Glaucoma describes a group of potentially blinding ocular disorders that represent the leading cause of irreversible blindness worldwide. Approximately 80 million people currently live with this disease — a number projected to rise to 111 million by 2040 as the world’s population ages [PMID: 27764086]. Of those affected, 8.4 million are blind or seriously visually impaired today, a figure expected to reach 22 million by 2040. Within the glaucoma field, our lab focuses on the following research areas:
Research into Aqueous Humor Dynamics
A key risk factor for glaucoma is elevated intraocular pressure (IOP), which is determined by the flow of aqueous humor (AH) through two specialized ocular structures: the trabecular meshwork (TM) and Schlemm’s canal (SC), located at the chamber angle of the eye (Figs. 1 and 2). In glaucoma, resistance to AH outflow through the TM and SC is increased, resulting in elevated IOP. However, the precise molecular mechanisms underlying this increased resistance remain incompletely understood. The Ethier Lab is pursuing multiple complementary research directions to define the relationship between molecular changes, IOP elevation, and outflow resistance — with the ultimate goal of identifying and testing new therapies to prevent IOP elevation and halt glaucoma progression.

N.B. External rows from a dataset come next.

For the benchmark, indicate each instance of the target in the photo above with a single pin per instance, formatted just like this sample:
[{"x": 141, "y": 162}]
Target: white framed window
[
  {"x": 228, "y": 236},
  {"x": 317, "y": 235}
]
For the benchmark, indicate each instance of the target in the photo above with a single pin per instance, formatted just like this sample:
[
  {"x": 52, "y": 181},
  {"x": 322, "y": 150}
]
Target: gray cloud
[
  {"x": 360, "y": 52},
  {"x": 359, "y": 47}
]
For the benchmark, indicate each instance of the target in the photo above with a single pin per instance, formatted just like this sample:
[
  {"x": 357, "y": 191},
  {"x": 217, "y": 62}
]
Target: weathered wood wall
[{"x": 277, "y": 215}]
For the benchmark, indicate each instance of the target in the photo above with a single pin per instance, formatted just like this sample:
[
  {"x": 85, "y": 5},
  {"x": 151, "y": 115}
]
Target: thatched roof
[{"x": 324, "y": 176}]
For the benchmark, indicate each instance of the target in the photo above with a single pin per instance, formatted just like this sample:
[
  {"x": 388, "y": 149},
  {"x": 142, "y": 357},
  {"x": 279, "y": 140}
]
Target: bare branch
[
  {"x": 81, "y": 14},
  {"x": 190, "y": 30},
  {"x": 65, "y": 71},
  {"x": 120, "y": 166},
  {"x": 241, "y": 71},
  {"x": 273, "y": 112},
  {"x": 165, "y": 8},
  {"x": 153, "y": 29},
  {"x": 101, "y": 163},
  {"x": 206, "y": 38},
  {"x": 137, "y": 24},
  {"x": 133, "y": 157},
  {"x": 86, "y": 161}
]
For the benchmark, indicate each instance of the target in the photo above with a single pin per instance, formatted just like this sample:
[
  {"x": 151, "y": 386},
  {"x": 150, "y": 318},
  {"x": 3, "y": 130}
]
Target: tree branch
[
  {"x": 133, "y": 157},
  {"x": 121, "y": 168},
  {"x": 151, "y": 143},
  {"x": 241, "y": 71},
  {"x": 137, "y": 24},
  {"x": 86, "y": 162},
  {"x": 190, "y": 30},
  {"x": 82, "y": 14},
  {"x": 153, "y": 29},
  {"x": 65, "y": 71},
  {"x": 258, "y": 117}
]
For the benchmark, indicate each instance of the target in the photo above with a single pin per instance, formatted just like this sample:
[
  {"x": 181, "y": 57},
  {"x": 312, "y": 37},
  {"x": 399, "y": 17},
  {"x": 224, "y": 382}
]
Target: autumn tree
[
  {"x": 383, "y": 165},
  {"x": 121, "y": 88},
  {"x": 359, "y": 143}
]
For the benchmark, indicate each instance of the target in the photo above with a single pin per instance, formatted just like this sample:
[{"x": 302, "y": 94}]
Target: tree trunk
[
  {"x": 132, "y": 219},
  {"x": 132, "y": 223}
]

A) Stem Cell Therapies for Trabecular Meshwork Regeneration
Trabecular meshwork cellularity declines with age — and even more markedly in individuals with glaucoma [PMID: 7298275]. This progressive cell loss is thought to contribute to the increased outflow resistance and elevated IOP that characterize the disease. Restoring TM cellularity through a cell-based therapy therefore represents a promising — and currently unmet — therapeutic strategy. In response to this need, we have developed approaches to replenish TM cellularity and lower IOP [PMID: 40622256] and are now working to translate these basic science advances into a clinically viable treatment.

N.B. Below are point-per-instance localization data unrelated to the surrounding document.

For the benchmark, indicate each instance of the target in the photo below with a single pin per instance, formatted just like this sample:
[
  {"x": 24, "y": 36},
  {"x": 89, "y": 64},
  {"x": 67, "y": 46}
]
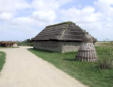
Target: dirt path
[{"x": 24, "y": 69}]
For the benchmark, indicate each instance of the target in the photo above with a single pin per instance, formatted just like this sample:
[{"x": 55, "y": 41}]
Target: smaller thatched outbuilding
[
  {"x": 8, "y": 44},
  {"x": 87, "y": 50}
]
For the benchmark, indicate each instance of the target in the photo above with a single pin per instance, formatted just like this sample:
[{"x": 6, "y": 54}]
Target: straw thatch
[{"x": 63, "y": 37}]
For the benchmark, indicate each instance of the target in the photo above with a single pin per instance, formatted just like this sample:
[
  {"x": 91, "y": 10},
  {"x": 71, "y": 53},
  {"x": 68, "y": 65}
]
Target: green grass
[
  {"x": 2, "y": 59},
  {"x": 88, "y": 73}
]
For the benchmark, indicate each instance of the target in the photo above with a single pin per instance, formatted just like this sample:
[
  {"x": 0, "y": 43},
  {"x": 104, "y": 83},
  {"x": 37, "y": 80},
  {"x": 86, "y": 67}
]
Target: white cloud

B) Trabecular Meshwork/Schlemm’s Canal Stiffness and Mechanobiology
Like many other cell types [PMID: 16293750], the gene and protein expression profiles of TM and SC cells are sensitive to the mechanical properties of their surrounding matrix. Abnormal protein deposition within the TM alters outflow resistance and contributes to IOP elevation [PMIDs: 18235007, 8641839]. We and others have characterized the stiffness of TM tissue and SC cells in both normal and glaucomatous eyes using atomic force microscopy and inverse finite element modeling [PMIDs: 29643342, 28973327, 38648717, 25201985]. We have found that SC cells from glaucomatous eyes exhibit altered molecular and functional phenotypes compared to cells from non-glaucomatous eyes [PMIDs: 41411132, 41022289] — a finding we are leveraging to identify novel anti-glaucoma therapeutic targets.